Baca Juga : Kerusuhan 23 Mei 1997 Sejarah Kelam Banjarmasin, Nurjanah : Suara Adzan Dimana-mana
Dalam hati, dirinya hanya bisa berdoa untuk diberikan keselamatan agar bisa tetap berkumpul dengan keluarga di rumah.
“Sampai saat ini, peristiwa itu masih tergambar jelas di benaknya,” imbuhnya.
Hal serupa juga diungkapkan, Suyoso Subagio (75), satu diantara penjual di pertokoan Mitra yang sudah berdagang sejak tahun 1989.
“Saat kerusuhan terjadi saya sudah berjualan disini,” ujarnya.
“Saat itu, tepat pukul 14.00 Wita, 23 Mei 1997 saya lihat di depan mitra ini banyak orang berkumpul dan mencabut bendera partai Golkar,” ceritanya.
Melihat itu, dirinya merasa tidak enak karena kondisi sangat mencekam dan berinisiatif untuk menutup toko lebih dahulu sementara dirinya berdiam di dalam.
“Saya di dalam saja, hawanya sangat panas, di samping toko saya ada toko sepatu merk Bata, toko itu habis dijarah dan dibakar,” ujarnya.
Sementara tokonya tidak ikut dijarah, hanya saja karena panas sebagian tas yang dijualnya ikut mengerucut.
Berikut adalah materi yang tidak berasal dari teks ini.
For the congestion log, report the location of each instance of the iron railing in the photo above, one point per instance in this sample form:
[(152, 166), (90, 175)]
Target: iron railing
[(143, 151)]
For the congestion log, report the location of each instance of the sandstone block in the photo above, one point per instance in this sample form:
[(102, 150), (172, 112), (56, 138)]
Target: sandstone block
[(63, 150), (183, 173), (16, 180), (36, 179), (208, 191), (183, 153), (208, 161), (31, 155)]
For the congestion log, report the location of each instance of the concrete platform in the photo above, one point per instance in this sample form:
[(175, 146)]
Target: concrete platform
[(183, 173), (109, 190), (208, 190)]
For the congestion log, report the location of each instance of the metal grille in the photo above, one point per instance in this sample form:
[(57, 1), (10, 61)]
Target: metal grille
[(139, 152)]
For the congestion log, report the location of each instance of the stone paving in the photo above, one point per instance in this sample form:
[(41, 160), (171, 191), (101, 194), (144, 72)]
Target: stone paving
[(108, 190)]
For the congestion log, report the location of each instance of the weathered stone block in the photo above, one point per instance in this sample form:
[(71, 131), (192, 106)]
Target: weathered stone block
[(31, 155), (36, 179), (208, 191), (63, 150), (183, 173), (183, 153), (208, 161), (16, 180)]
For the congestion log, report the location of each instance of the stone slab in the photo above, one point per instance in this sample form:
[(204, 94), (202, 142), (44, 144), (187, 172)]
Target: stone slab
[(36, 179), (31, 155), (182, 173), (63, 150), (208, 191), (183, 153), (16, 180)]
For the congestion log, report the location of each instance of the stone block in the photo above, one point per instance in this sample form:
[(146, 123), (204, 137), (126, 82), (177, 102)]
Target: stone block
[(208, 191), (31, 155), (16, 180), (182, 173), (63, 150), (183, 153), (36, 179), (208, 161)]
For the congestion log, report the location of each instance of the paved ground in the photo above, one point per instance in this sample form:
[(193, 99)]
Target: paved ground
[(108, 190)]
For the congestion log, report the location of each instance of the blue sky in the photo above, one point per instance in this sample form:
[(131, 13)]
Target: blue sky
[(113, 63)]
Akibat kejadian itu, dirinya mengaku mengalami kerugian yang lumayan besar.
Hingga pukul 20.00 Wita, kata Suyoso Subagio dirinya mau pulang. Namun diluar masih banyak orang sehingga tidak berani.
“Kebakaran itu terjadi, saya sembunyi di belakang. Sepertinya yang meninggal itu akibat terkurung dan menghirup asap. soalnya tidak ada yang nembak,” tuturnya.
Pasalnya, kata dia, petugas pengamanan hanya ada di luar berjaga. Hingga akhirnya dia memberanikan diri pulang dengan memutar melalui Jalan A Yani ke Pasar Ujung Murung.
“Dijalan saya melihat ada banyak orang sehingga saya memilih menginap di Hotel Rahmat yang saat itu masih ada dan keesokan harinya baru pulang,” jelasnya.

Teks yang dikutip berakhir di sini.